Drop That Glock Mag (or Not)

The original Austrian military specs for the Glock required that the empty pistol magazines wouldn’t drop free. This was a practical solution to magazines getting lost during battle … especially in a country with a lot of snow. When the Glock 17 came to our shores and was embraced by civilian and law enforcement users who were used to free-falling magazines, Glock updated to allow for rapid “American-style” reloading.

All Glock models have had free-falling magazines for the majority of years that they have been available here. Yet a problem with “sticking” magazines has seemed to persist, as reported by several users. I have never personally experienced this issue during my 28 years of running Glock pistols of various calibers and sizes, but I’ve seen it happen.

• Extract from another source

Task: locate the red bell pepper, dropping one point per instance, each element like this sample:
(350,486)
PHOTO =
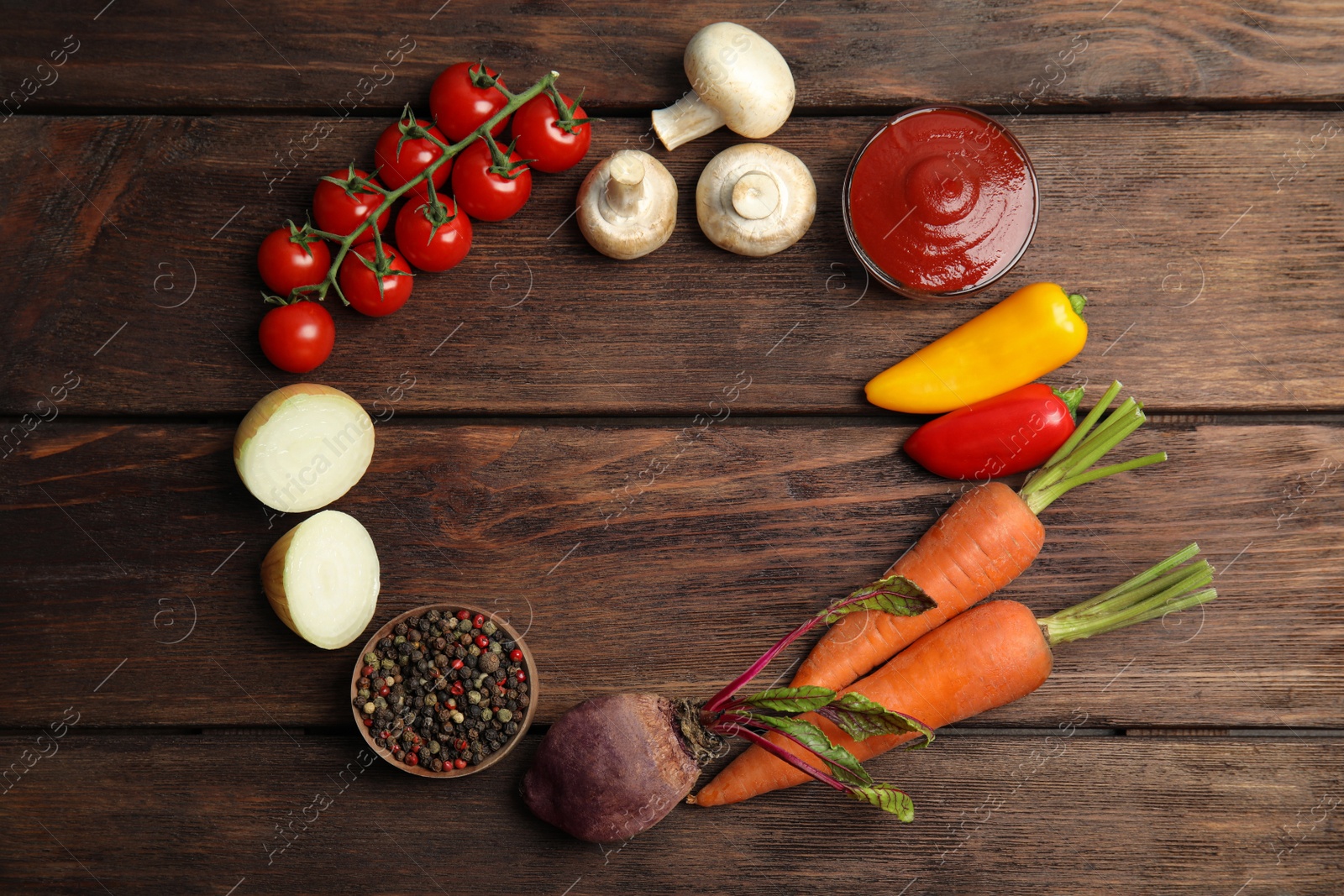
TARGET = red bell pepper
(1005,434)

Because it never happened to me, it took me a while to figure out the issue.

Non-Firearms-Specific Cleaning or Maintenance Products? Just Say ‘No!’

I knew I had to address the sticking magazine issue when I saw another publication recommend a solution that I know — as a Glock Armorer of many years — Glock would never recommend.

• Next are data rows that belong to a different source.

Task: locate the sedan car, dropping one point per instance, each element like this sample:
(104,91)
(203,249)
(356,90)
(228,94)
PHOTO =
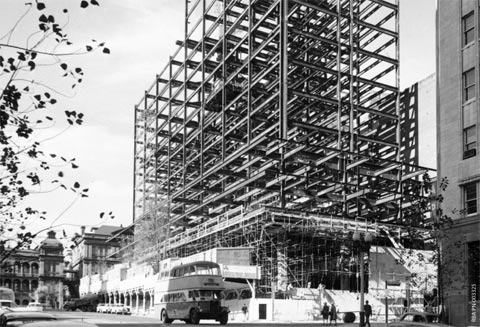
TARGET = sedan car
(18,318)
(101,307)
(421,319)
(120,308)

The author of this particular piece recommended that Glock users wax the interior of the polymer magazine well and the exterior of the polymer magazine body with automotive paste wax, then buff it out after the wax had dried to a pasty consistency. According to the author, the magazine would then drop free.

For the record, NEVER introduce any non-firearms-specific cleaning or maintenance substance into the interior area of ANY handgun. It is asking for trouble.

My police academy firearms program has used Glock 19s as its primary training arms for the past 25 years. During this time, I would occasionally see a cadet botch a reload, with the empty magazine appearing to “stick.” The cadet would reach up with a free hand and pull the magazine to clear it. I would go over to check his or her gun, reinserting the empty magazine, and every time I hit the release, the magazine popped clear — forcefully. I attributed it to “just one of those things.”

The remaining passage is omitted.